The only problem was that Hendricks was screwing up the plan by refusing to get in trouble. He set down the side in order in the fourth and got the first two batters in the fifth with no difficulty. Unfortunately, on a 2-2 count to Carlos Santana, Sam Holbrook chose Game 7 of the World Series to call pitch number five a ball:
The only possible explanation for that kind of umpiring is that Holbrook was trying to stall the game to keep Jason Heyward from killing the Queen.
Santana walked on the next pitch and with Jason Kipnis coming to the plate, Maddon found a match-up that he thought favored Lester. As he explained to Rosenthal,
“I wanted Lester on Kipnis. And I wanted Lindor hitting right handed. If you watch Lindor play, you would much prefer him hitting right handed over left handed…

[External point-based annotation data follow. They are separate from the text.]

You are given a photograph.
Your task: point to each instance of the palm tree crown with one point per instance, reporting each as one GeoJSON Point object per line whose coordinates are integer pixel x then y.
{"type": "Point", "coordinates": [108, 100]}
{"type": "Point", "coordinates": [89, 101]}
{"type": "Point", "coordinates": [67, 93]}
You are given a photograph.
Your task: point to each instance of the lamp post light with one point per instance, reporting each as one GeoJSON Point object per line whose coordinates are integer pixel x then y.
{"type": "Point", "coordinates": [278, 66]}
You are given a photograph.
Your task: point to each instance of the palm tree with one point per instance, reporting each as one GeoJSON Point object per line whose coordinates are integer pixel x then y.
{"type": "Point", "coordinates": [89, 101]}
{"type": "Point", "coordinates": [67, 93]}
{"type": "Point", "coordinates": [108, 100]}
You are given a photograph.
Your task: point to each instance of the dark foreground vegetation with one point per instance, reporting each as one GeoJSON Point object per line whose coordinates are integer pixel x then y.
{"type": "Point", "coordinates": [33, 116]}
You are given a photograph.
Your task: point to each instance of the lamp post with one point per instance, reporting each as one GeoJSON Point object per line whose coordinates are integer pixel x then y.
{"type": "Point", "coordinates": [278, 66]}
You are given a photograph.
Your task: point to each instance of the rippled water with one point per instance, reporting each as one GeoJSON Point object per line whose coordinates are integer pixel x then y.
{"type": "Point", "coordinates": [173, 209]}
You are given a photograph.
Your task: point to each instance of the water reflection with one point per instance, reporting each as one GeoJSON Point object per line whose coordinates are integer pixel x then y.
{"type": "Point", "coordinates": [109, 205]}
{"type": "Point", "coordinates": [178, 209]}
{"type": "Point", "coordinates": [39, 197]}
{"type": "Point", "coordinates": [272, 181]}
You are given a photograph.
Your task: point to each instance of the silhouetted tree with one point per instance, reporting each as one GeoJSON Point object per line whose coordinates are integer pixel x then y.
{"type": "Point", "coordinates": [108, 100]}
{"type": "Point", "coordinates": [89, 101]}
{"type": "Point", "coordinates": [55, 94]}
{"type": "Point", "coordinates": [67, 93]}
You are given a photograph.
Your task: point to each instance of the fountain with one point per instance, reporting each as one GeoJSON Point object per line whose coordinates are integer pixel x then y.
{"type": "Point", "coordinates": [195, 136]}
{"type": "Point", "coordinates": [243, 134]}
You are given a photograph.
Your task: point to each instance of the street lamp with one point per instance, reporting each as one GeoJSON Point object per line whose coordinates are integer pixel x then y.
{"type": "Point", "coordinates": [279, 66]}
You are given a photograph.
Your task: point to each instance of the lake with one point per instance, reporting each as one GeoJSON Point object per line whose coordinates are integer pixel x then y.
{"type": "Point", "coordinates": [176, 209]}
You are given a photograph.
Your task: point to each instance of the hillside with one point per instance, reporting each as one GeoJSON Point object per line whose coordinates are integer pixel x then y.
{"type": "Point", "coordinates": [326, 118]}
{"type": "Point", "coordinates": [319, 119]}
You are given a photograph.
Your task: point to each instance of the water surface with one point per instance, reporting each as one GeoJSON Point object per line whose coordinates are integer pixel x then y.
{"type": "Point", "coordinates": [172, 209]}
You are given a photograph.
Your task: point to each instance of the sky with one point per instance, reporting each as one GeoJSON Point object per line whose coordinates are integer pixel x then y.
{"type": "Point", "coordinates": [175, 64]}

“I said I didn’t want to bring him into a dirty inning. What happened was we had a four run lead and Santana was on first base. To me, that’s as clean as it gets. There is no threat for him to run.”
Maddon had a fully warmed up Lester ready to give him multiple innings and the match-ups he wanted. He decided that if there was a time to gain an advantage by using Lester, this was it. And while many of us (myself included) still don’t agree with his decision given how well Hendricks had settled in, we can still acknowledge that it makes more sense given all the factors that led up to it.
Game 7 of the 2016 World Series will be a joy to watch for generations to come. And while Joe Maddon’s confounding pitching moves probably took years off our lives, we can at least spend those years resting easily knowing that the events of the game dictated them. And not Bruce Kimm rummaging behind his filing cabinet to discover a portal into Maddon’s brain.